GQ=0 upstream of regions with no mapped reads
Hi,
I've come across some puzzling results with HaplotypeCaller, and I cannot figure out if this is intended.
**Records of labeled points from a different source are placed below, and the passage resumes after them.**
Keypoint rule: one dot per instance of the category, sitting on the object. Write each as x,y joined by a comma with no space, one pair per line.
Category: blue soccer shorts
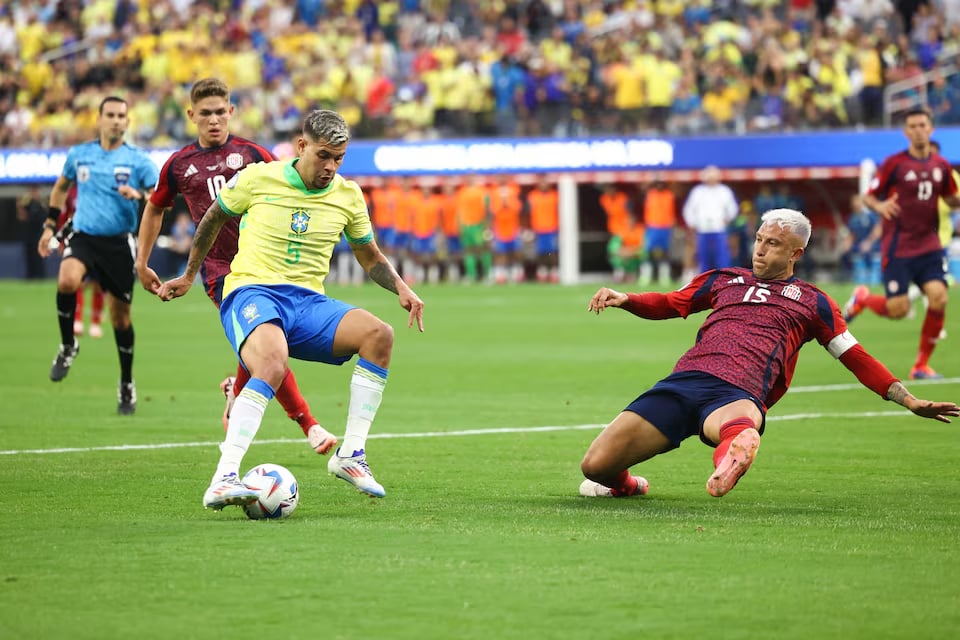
679,404
309,319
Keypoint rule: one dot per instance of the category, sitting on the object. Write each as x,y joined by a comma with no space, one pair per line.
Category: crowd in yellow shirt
632,67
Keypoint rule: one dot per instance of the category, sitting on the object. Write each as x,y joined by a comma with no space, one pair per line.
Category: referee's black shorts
108,259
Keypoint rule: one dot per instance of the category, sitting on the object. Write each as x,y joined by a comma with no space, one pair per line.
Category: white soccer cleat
321,440
226,491
355,470
591,489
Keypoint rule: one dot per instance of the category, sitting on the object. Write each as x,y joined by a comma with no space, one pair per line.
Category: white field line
502,430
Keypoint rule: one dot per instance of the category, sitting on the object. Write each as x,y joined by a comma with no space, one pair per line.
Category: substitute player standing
906,193
199,171
741,365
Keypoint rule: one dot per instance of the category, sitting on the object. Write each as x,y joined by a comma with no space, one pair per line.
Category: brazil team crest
299,221
250,312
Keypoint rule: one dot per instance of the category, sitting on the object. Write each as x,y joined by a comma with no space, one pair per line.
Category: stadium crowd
422,69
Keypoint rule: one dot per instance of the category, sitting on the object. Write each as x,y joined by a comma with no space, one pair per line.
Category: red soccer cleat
739,457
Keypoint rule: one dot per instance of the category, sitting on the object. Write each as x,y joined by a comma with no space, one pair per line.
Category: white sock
245,419
366,393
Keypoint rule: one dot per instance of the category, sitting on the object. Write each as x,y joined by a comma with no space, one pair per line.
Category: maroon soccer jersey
199,174
754,334
919,185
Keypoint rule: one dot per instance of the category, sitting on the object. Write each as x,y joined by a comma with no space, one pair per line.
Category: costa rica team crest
792,291
250,313
299,221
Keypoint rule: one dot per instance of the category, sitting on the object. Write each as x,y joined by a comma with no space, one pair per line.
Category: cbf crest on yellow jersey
288,232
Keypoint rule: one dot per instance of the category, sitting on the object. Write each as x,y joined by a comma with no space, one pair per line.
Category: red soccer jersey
754,334
919,185
199,174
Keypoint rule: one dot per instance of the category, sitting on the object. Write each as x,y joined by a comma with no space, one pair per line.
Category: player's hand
940,411
412,303
889,208
149,279
175,288
604,298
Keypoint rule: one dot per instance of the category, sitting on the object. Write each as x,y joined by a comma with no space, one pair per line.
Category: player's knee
379,336
271,370
899,308
594,466
938,300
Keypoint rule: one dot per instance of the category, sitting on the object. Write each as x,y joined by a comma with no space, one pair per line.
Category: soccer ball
278,492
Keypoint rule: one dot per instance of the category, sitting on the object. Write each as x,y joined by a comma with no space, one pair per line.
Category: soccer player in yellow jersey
274,305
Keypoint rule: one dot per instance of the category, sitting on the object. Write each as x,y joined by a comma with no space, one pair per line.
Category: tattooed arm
923,408
204,237
382,272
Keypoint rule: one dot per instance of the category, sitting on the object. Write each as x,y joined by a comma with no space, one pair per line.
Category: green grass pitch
847,525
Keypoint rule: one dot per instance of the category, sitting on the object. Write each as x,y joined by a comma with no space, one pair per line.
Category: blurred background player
906,193
407,202
31,213
453,249
473,209
659,219
423,241
64,227
741,233
616,207
861,244
625,250
709,209
505,211
947,225
112,179
383,201
543,203
199,171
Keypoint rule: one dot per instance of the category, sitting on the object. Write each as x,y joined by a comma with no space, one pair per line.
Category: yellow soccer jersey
946,217
288,232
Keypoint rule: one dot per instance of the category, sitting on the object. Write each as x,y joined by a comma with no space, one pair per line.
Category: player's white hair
326,126
791,220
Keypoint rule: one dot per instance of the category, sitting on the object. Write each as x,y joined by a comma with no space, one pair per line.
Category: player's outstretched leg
63,361
245,419
227,388
636,486
293,402
321,440
735,463
350,461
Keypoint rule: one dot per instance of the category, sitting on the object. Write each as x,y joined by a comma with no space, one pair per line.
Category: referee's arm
58,200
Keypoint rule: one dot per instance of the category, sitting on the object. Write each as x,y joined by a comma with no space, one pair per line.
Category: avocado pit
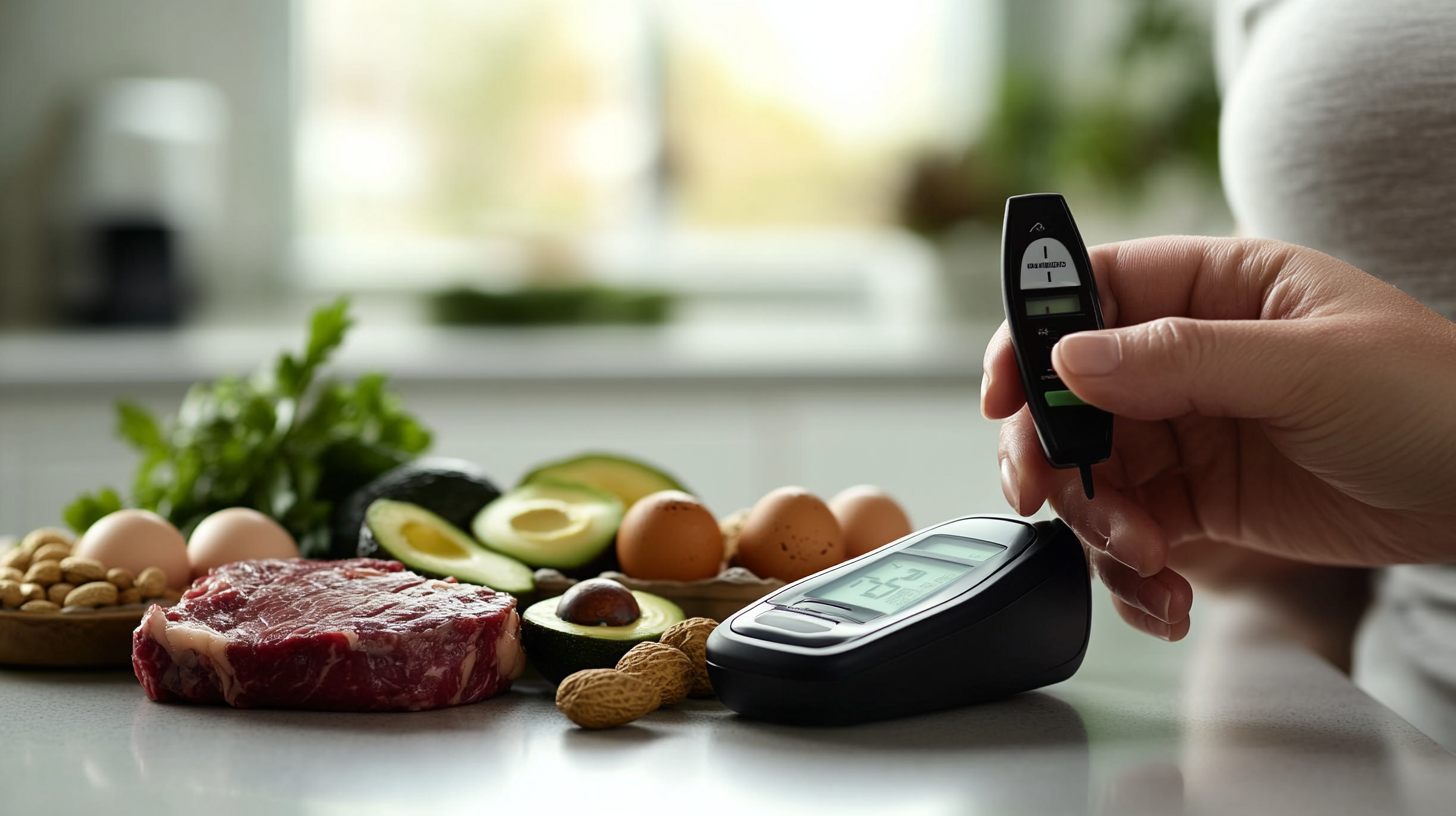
599,602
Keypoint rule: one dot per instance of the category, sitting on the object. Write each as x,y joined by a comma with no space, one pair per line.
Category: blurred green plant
1043,134
280,442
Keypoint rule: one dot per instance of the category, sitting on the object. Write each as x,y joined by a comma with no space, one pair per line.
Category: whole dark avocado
452,488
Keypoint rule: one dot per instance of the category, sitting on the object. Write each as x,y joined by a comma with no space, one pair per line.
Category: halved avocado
452,488
551,523
559,647
629,480
433,547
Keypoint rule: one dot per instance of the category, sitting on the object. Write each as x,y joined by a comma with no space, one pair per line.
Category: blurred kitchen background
752,241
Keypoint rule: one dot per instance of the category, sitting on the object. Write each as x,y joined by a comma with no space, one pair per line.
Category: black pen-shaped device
1049,292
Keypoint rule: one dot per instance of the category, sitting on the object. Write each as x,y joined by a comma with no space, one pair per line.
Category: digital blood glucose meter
960,612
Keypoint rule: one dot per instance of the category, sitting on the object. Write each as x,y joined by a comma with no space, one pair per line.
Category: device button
1063,398
1047,264
824,608
779,625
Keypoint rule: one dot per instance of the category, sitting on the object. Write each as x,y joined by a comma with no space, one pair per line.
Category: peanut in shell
602,698
666,668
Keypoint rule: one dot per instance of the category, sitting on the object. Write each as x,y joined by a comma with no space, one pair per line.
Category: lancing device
1049,292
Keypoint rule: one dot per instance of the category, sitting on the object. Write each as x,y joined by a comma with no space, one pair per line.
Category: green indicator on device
1063,398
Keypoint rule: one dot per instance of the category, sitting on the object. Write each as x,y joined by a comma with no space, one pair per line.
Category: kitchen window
462,142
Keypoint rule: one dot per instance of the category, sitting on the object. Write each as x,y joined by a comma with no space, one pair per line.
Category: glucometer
961,612
1049,292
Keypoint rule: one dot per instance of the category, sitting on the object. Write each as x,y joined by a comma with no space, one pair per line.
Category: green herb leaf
281,442
88,509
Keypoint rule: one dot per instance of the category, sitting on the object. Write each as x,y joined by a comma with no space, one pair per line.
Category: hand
1273,405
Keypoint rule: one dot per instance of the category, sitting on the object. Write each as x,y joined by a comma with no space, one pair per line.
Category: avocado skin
370,547
558,653
452,488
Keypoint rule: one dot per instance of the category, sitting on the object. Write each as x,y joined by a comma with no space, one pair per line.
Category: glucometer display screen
1060,305
893,583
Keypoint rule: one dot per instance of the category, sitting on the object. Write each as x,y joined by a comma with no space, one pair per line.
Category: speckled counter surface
1235,720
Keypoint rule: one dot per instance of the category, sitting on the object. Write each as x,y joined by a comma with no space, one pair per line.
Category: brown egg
236,534
789,534
670,536
136,539
868,519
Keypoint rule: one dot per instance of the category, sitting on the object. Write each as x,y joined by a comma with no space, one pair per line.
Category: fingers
1145,622
1177,366
1027,478
1158,605
1113,523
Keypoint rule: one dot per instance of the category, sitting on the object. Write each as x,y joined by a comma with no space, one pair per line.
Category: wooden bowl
82,638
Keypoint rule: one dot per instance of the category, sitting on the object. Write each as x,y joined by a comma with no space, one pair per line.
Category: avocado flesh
430,545
551,523
619,475
559,647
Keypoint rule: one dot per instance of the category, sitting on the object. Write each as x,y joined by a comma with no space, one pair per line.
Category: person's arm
1268,398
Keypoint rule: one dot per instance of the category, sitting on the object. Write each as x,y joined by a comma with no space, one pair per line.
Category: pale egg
670,536
868,519
238,534
788,535
136,539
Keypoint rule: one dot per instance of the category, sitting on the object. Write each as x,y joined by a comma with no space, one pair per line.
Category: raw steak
339,636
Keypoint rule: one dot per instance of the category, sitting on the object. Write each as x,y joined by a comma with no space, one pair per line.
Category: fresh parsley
281,442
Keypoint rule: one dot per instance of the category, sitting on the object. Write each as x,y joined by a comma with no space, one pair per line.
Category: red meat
335,636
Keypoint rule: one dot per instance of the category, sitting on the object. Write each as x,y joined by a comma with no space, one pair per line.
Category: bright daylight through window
465,142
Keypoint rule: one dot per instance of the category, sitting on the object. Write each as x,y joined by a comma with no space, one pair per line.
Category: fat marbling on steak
339,636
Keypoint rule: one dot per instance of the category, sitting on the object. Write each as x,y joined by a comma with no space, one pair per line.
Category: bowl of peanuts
60,609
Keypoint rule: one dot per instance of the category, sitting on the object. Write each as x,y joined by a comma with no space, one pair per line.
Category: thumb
1175,366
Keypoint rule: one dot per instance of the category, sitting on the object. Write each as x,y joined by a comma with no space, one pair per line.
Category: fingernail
1089,354
1124,552
1009,485
1158,628
1155,599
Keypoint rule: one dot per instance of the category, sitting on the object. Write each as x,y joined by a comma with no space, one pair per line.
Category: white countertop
1235,720
770,347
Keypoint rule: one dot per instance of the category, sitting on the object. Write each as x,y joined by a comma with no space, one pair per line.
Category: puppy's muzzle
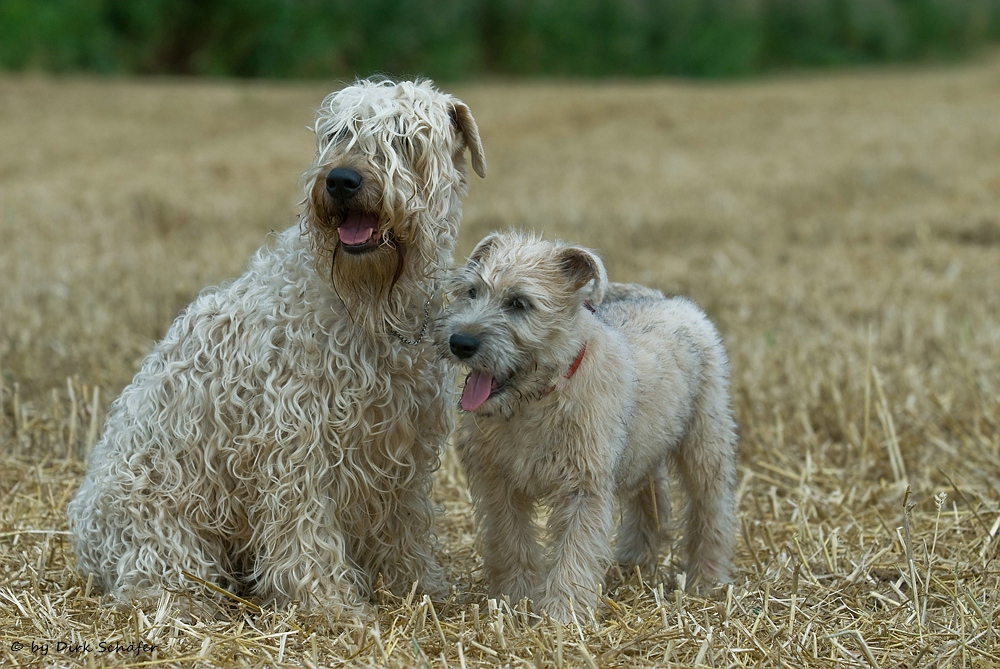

I've noticed that for roughly 10-12bp upstream of regions with no coverage GQ values are zero (despite looking normal). This behaviour is only upstream of missing regions, and not downstream.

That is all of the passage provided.